26/05/2025 Visualizar PDF

DECISÃO


RECURSOS EXTRAORDINÁRIOS. CONSTITUCIONAL. AÇÃO DIRETA DE INCONSTITUCIONALIDADE. DECLARAÇÃO DE INCONSTITUCIONALIDADE DA LEI N. 5.981/2024 DO MUNICÍPIO DE TAUBATÉ: CRIAÇÃO DE CENTROS DE INTEGRAÇÃO SENSORIAIS PARA PESSOAS COM TRANSTORNOS DO ESPECTRO DO AUTISMO, DO DÉFICIT DE ATENÇÃO COM HIPERATIVIDADE E OUTROS TRANSTORNOS COMPORTAMENTAIS. COMPETÊNCIA LEGISLATIVA CONCORRENTE (INC. XIV DO ART. 24 DA CONSTITUIÇÃO DA REPÚBLICA). NORMA DE CONCRETIZAÇÃO DE DIREITOS FUNDAMENTAIS. ACÓRDÃO RECORRIDO EM DESARMONIA COM A JURISPRUDÊNCIA DO SUPREMO TRIBUNAL FEDERAL. PRECEDENTES. RECURSOS EXTRAORDINÁRIOS PROVIDOS.


Relatório

1. Recursos extraordinários interpostos, o primeiro, pela Mesa da Câmara Municipal de Taubaté e o segundo, pelo Procurador-Geral de Justiça do Estado de São Paulo, ambos com base na al. a do inc. III do art. 102 da Constituição da República contra o seguinte julgado do Órgão Especial do Tribunal de Justiça de São Paulo:

AÇÃO DIRETA DE INCONSTITUCIONALIDE - LEI ORDINÁRIA MUNICIPAL Nº 5.981, DE 26 DE AGOSTO DE 2024, QUE ‘DISPÕE SOBRE A CRIAÇÃO DE SALA DE INTEGRAÇÃO SENSORIAL PARA PESSOAS COM TRANSTORNO DO ESPECTRO DO AUTISTA, TRANSTORNO DO DÉFICIT DE ATENÇÃO COM HIPERATIVIDADE E OUTROS TRANSTORNOS DE COMPORTAMENTO NO MUNICÍPIO DE TAUBATÉ’ - LEI DE INICIATIVA PARLAMENTAR - INEXISTÊNCIA DE OFENSA À SEPARAÇÃO DE PODERES - TUTELA DAS PESSOAS COM DEFICIÊNCIA - FALTA DE PREVISÃO DE RECURSOS ORÇAMENTÁRIOS - INCONSTITUCIONALIDADE NÃO CONFIGURADA, SENÃO INEFICÁCIA NO RESPECTIVO EXERCÍCIO FINANCEIRO - LEI QUE NÃO TRATA DE RENÚNCIA DE RECEITA, NEM CRIA OU ALTERA DESPESA OBRIGATÓRIA - NÃO INCIDÊNCIA DO ART. 113 DO ADCT - COMPETÊNCIA NORMATIVA, PORÉM, CONCORRENTE ENTRE UNIÃO E ESTADOS - CF. ART. 24, XIV - EXISTÊNCIA DE LEGISLAÇÃO FEDERAL E ESTADUAL DISCIPLINANDO A MATÉRIA - AUSÊNCIA DE LACUNA OU OMISSÃO A SER SUPRIDA PELA LEGISLAÇÃO MUNICIPAL - INVASÃO DO PACTO FEDERATIVO - AÇÃO PROCEDENTE, TORNADA DEFINITIVA A LIMINAR”(fl. 6, e-doc. 11).

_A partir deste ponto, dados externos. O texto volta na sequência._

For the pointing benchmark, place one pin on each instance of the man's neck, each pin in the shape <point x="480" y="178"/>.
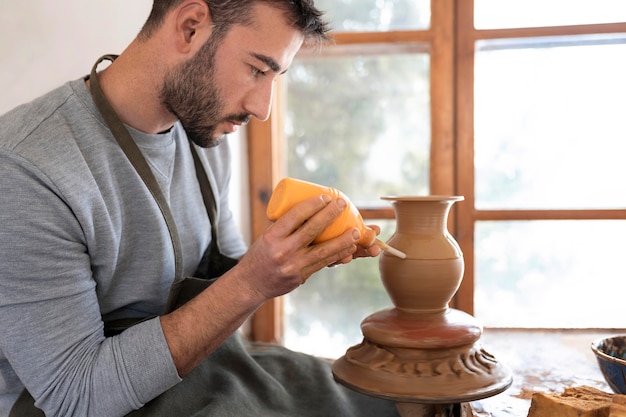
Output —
<point x="132" y="85"/>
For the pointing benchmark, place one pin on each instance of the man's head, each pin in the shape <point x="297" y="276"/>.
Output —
<point x="231" y="77"/>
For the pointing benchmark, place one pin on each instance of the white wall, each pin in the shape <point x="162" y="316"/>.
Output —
<point x="44" y="43"/>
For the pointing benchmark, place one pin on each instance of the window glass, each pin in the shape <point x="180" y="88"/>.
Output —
<point x="323" y="316"/>
<point x="494" y="14"/>
<point x="549" y="123"/>
<point x="360" y="122"/>
<point x="376" y="15"/>
<point x="550" y="274"/>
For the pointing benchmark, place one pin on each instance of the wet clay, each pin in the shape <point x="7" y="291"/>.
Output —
<point x="421" y="351"/>
<point x="290" y="191"/>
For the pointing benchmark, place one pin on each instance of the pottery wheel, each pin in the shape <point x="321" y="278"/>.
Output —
<point x="422" y="358"/>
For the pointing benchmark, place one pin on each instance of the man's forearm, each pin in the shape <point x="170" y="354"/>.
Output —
<point x="196" y="329"/>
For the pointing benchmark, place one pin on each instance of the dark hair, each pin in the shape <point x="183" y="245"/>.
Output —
<point x="225" y="13"/>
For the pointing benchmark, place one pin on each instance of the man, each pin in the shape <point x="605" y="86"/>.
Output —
<point x="84" y="243"/>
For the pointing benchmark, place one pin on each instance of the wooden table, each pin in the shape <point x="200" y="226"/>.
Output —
<point x="541" y="360"/>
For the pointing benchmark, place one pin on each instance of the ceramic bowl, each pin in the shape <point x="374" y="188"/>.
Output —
<point x="611" y="355"/>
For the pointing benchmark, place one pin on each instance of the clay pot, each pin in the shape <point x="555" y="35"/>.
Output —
<point x="433" y="270"/>
<point x="421" y="353"/>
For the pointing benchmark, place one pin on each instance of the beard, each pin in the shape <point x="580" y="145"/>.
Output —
<point x="190" y="92"/>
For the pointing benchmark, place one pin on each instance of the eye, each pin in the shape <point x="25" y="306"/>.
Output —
<point x="257" y="72"/>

Recurso Extraordinário da Mesa da Câmara Municipal de Taubaté

2. A recorrente afirma ter o Tribunal de origem contrariado o caput do art. 5º, o inc. II do art. 23, o inc. I do art. 30, a al. c do inc. VII do art. 34 e o inc. II do § 1º do art. 227 da Constituição da República.

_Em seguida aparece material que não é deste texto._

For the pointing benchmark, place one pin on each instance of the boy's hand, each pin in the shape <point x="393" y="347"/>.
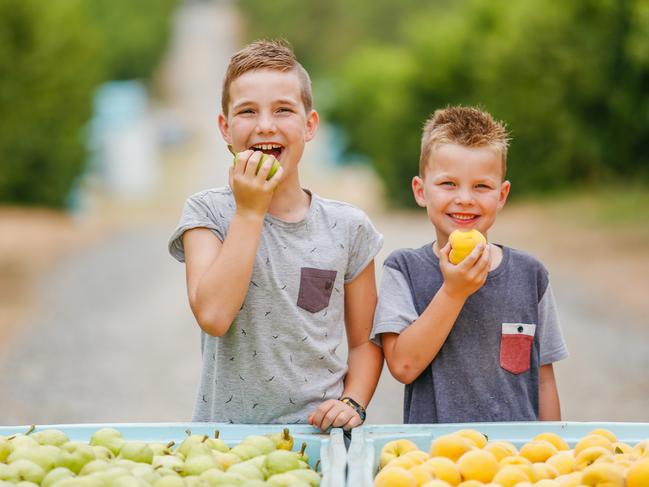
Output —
<point x="334" y="413"/>
<point x="252" y="192"/>
<point x="465" y="278"/>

Sustenta a constitucionalidade da Lei municipal n. 5.981/2024 porque 1. amplia direito fundamental amparado no princípio constitucional da igualdade material, como desdobramento dos objetivos da República Federativa do Brasil, em especial a busca por uma sociedade justa e solidária e que promove o bem de todos; 2. não invadiu a competência legislativa da União e dos Estados, na medida em que não tratou de normas gerais, mas apenas ampliou a proteção às pessoas com deficiência descritas no ato normativo dentro da seara municipal; 3. há preponderância do interesse local (art. 30, I, da CF) para legislar sobre a matéria, como decorrência lógica da competência constitucional atribuída aos municípios para promover a proteção das pessoas com deficiência (art. 23, II e 227, § 1º, II); ainda que sejam consideradas normas de caráter geral, não foram abarcadas pela legislação federal ou estadual, motivo pelo qual o município tem competência legislativa para suplementá-las (art. 30, II da CF)” (fl. 22, e-doc. 14).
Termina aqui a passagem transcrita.